4. From the Destruction of Jerusalem in 586 to the close of the Old Testament History.—Here, though it is true that there are events in the Biblical history which are not fully or unambiguously dated, there is otherwise no difficulty. The lengths of the reigns of Nebuchadrezzar and his successors on the throne of Babylon, and also, after the conquest of Babylon, of Cyrus and the following Persian kings, are known from the “Canon of Ptolemy,” referred to above, the particulars in which, for the earlier part of this period, are also confirmed by the testimony of the monuments.

See, for further information on the subject, the article [Chronology], and the same heading in the Encyclopedia Biblica, cols. 773-799, with the literature referred to on col. 819 (especially the writings of Nöldeke, Wellhausen, and Kamphausen there mentioned).

(S. R. D.)

(B) New Testament.

1. Canon.

The New Testament is the collection of the Sacred Books of Christians. It forms in the Bible the distinctive possession of Christians, just as the Old Testament is the collection of Sacred Books which Christians share with Jews. Every term in the definition is significant and has a history. There are, first, the Books; then, the Collection; then, the Sacred Volume, complete as such in idea, though not as yet complete in its actual contents; and, lastly, the Sacred Volume in its full dimensions, as it has come down to us.

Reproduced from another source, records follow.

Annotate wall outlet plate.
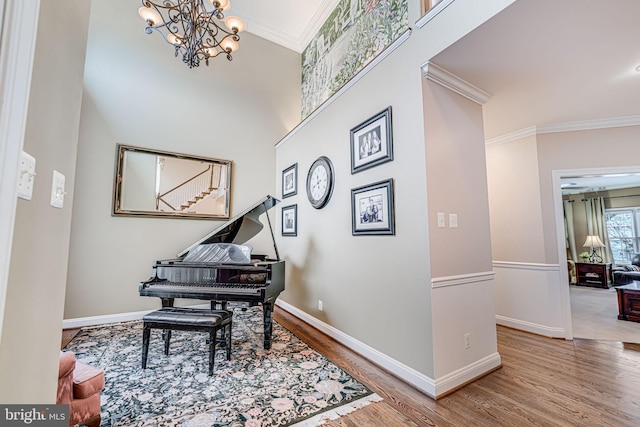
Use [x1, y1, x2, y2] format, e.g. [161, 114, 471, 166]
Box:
[18, 151, 36, 200]
[51, 170, 66, 209]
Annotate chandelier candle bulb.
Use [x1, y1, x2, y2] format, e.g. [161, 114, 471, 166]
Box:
[209, 0, 231, 11]
[224, 16, 245, 33]
[138, 7, 162, 26]
[220, 39, 240, 53]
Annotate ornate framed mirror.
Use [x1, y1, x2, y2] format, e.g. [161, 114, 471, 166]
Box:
[112, 144, 232, 219]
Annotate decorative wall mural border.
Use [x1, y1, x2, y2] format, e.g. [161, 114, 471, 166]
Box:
[302, 0, 409, 119]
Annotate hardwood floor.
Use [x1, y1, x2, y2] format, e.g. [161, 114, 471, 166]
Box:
[569, 285, 640, 344]
[275, 308, 640, 427]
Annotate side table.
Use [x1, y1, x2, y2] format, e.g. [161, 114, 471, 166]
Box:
[576, 262, 611, 289]
[616, 281, 640, 322]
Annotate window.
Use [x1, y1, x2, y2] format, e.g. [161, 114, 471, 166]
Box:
[605, 207, 640, 264]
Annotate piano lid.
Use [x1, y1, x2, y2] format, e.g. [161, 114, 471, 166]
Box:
[178, 195, 280, 260]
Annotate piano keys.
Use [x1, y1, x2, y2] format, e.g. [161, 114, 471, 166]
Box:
[138, 196, 285, 349]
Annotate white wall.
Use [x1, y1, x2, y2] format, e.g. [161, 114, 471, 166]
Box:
[0, 0, 89, 403]
[276, 0, 510, 396]
[65, 0, 300, 319]
[423, 73, 501, 388]
[487, 124, 640, 338]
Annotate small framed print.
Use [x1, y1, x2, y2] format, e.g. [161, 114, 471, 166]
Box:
[282, 205, 298, 236]
[351, 107, 393, 174]
[351, 179, 396, 236]
[282, 163, 298, 199]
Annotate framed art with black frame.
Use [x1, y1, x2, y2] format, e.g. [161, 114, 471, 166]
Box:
[282, 205, 298, 236]
[351, 179, 396, 236]
[282, 163, 298, 199]
[351, 107, 393, 174]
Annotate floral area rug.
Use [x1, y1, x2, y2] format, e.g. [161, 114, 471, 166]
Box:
[65, 307, 382, 427]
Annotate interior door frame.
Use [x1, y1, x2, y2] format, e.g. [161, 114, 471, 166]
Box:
[551, 166, 640, 340]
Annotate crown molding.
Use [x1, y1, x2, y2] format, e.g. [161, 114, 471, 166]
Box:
[416, 0, 453, 28]
[485, 116, 640, 145]
[422, 61, 491, 105]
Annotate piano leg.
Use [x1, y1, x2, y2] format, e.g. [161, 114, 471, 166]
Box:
[211, 301, 227, 310]
[262, 302, 273, 350]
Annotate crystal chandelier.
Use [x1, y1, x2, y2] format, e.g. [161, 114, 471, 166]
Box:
[138, 0, 245, 68]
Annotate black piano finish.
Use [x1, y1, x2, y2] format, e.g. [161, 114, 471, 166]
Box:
[138, 196, 285, 349]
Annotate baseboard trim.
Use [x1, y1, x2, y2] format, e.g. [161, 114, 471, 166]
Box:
[276, 300, 502, 399]
[436, 352, 502, 398]
[496, 315, 565, 338]
[63, 299, 502, 399]
[276, 300, 436, 399]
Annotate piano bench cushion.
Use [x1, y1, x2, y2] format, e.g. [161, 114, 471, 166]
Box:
[142, 307, 233, 375]
[142, 307, 232, 329]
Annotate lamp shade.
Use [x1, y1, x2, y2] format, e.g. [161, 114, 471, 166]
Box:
[582, 236, 604, 248]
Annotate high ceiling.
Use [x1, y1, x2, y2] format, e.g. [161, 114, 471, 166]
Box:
[232, 0, 640, 194]
[433, 0, 640, 139]
[230, 0, 339, 53]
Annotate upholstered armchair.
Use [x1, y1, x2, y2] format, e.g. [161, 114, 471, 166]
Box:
[56, 351, 104, 427]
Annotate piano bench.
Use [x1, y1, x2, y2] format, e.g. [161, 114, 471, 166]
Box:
[142, 307, 233, 375]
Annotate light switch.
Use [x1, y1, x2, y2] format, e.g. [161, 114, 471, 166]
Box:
[51, 170, 67, 209]
[449, 214, 458, 228]
[18, 151, 36, 200]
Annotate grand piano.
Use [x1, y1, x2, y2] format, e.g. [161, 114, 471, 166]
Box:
[138, 196, 285, 349]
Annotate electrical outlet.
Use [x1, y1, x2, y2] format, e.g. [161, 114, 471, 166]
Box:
[449, 214, 458, 228]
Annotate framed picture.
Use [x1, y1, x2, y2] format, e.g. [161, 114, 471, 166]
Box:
[351, 107, 393, 174]
[282, 205, 298, 236]
[351, 179, 396, 236]
[282, 163, 298, 199]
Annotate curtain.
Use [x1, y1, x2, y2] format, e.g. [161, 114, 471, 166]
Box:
[584, 197, 613, 262]
[562, 200, 578, 261]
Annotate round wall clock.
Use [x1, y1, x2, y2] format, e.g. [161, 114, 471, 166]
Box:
[307, 156, 334, 209]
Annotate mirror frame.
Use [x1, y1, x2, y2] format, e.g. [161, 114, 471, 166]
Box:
[111, 144, 233, 219]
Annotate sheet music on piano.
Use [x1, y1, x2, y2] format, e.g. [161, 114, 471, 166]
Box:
[138, 195, 285, 349]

There is a double development, of quality and of quantity; of quality, as to the estimate formed of the books, their increasing recognition as sacred; and of quantity, by which the books so recognized were gradually brought up to their present number. Our duty will be to describe this double process, and we shall do so under the four heads: (α) The Growth of a specifically Christian Literature; (β) The Collection of the Books into a single volume, made up of ordered groups; (γ) The investing of this volume with the character of a Sacred Book; and (δ) The gradual settlement by which the volume assumed its present dimensions, neither less nor more.

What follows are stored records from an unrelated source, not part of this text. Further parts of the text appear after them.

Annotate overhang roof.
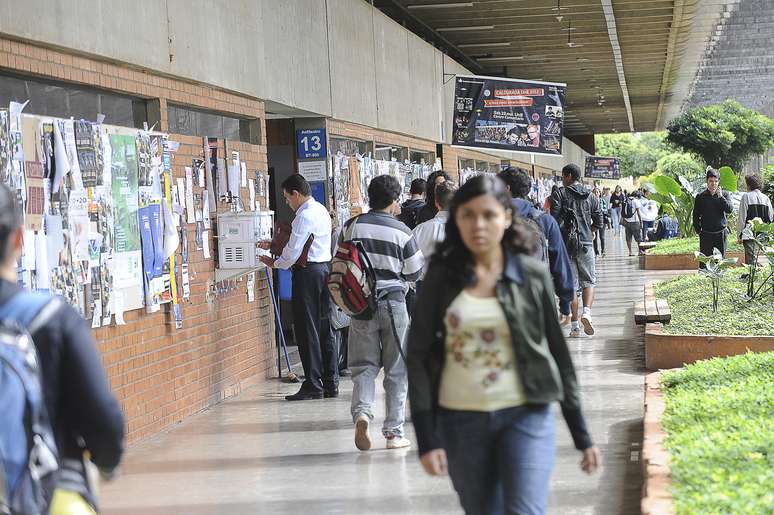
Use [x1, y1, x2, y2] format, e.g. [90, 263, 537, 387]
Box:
[373, 0, 740, 136]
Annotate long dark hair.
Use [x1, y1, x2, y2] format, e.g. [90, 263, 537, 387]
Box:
[432, 174, 540, 286]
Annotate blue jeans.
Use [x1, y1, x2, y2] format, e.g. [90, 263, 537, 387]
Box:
[347, 299, 409, 437]
[439, 405, 556, 515]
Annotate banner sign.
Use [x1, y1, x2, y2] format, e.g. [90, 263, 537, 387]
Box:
[452, 75, 567, 156]
[583, 156, 621, 180]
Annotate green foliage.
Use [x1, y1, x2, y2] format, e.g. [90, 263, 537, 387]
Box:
[657, 152, 706, 180]
[693, 248, 738, 313]
[661, 352, 774, 515]
[595, 132, 671, 177]
[655, 267, 774, 336]
[648, 236, 744, 256]
[666, 100, 774, 170]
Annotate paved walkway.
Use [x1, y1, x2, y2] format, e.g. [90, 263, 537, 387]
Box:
[102, 232, 684, 515]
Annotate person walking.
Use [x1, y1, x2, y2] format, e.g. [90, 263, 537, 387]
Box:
[593, 188, 608, 257]
[398, 179, 427, 229]
[736, 173, 774, 265]
[341, 175, 424, 451]
[498, 167, 575, 324]
[693, 166, 733, 262]
[407, 175, 601, 515]
[551, 164, 602, 338]
[412, 181, 457, 277]
[261, 173, 339, 401]
[417, 170, 451, 224]
[610, 185, 626, 236]
[621, 192, 642, 257]
[0, 184, 126, 515]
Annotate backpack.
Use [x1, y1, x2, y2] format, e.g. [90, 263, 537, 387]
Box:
[522, 209, 548, 262]
[621, 197, 634, 218]
[327, 219, 376, 320]
[0, 292, 59, 515]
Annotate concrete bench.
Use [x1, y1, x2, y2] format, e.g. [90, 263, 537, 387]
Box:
[634, 283, 672, 325]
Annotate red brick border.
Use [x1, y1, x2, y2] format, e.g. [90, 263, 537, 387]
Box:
[640, 372, 675, 515]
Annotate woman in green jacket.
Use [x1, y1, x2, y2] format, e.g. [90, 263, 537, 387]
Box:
[407, 175, 600, 515]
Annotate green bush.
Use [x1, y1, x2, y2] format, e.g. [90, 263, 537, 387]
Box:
[648, 235, 744, 256]
[662, 352, 774, 515]
[656, 268, 774, 336]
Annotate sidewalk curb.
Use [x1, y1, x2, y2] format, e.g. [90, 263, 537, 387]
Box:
[640, 372, 675, 515]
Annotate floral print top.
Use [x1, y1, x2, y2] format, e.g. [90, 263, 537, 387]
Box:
[438, 290, 526, 411]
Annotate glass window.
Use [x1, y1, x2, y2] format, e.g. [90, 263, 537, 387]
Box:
[167, 104, 260, 144]
[0, 70, 148, 128]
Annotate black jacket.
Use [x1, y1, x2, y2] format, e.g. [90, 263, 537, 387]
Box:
[0, 280, 125, 471]
[406, 254, 592, 455]
[693, 190, 733, 234]
[551, 182, 602, 245]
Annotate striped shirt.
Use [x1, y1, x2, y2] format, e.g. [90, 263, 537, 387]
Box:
[339, 211, 425, 296]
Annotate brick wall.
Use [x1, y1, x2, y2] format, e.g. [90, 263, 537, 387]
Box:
[0, 38, 276, 442]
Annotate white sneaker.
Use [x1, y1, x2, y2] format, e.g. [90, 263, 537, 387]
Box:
[581, 309, 594, 336]
[355, 415, 371, 451]
[387, 436, 411, 449]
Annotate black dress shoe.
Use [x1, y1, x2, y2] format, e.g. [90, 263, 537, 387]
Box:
[285, 390, 323, 401]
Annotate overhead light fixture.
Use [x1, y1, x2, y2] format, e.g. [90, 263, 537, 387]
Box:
[457, 41, 511, 48]
[435, 25, 494, 32]
[476, 55, 524, 63]
[406, 2, 473, 9]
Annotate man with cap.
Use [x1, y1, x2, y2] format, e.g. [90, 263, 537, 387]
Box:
[693, 166, 733, 268]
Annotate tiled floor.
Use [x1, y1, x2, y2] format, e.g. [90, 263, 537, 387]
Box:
[102, 233, 684, 515]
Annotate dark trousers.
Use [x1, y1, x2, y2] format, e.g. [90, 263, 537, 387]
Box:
[699, 231, 726, 268]
[292, 263, 339, 391]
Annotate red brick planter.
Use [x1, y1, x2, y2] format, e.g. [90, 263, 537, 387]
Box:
[645, 324, 774, 370]
[640, 249, 744, 270]
[640, 372, 675, 515]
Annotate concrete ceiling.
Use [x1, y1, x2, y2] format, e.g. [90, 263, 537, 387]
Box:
[372, 0, 736, 136]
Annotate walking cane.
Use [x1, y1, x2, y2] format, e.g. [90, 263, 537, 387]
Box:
[264, 266, 300, 383]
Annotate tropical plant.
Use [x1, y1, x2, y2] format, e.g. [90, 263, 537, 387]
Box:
[666, 100, 774, 170]
[693, 248, 737, 313]
[747, 218, 774, 302]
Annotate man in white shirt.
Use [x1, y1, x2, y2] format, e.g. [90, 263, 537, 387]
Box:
[640, 190, 658, 241]
[261, 174, 339, 401]
[413, 181, 457, 278]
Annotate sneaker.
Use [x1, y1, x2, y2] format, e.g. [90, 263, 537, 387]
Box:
[387, 436, 411, 449]
[355, 415, 371, 451]
[581, 309, 594, 336]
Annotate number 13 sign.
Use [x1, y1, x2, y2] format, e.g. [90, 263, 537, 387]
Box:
[296, 129, 328, 159]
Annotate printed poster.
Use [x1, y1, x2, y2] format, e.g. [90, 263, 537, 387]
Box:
[452, 75, 567, 156]
[110, 134, 142, 288]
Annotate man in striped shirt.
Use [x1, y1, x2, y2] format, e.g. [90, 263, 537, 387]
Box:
[341, 175, 424, 451]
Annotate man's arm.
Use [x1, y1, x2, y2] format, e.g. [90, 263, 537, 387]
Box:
[60, 306, 125, 472]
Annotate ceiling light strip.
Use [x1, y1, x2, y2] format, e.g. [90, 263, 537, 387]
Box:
[600, 0, 634, 132]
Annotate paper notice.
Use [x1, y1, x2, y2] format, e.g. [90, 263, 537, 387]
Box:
[202, 231, 210, 259]
[185, 166, 196, 224]
[202, 191, 212, 229]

The model throughout was the Old Testament. The result was attained when there was a definite volume called the New Testament by the side of the earlier volume called the Old Testament, complete like it, and like it endowed with the attributes of a Sacred Book. This is the consummation towards which events had been steadily moving—not at first consciously, for it was some time before the tendencies at work were consciously realized—but ending at last in the complete equation of Old Testament and New, and in the bracketing together of both as the first and second volumes of a single Bible. This is the process that we shall have to describe. And because the process before us is the gradual assimilation of New Testament and Old Testament, we shall have to include at each step all that bears upon this. For instance, at starting, it will not be enough for us simply to tell the story how the Books of the New Testament came to be written, but we shall have to point out what there was about them which fitted them to be what they afterwards became, what inherent qualities they possessed which suggested the estimate ultimately put upon them; in others words, how they came to be not only a collection of Christian books, but a collection of Christian sacred books, or part of a Bible.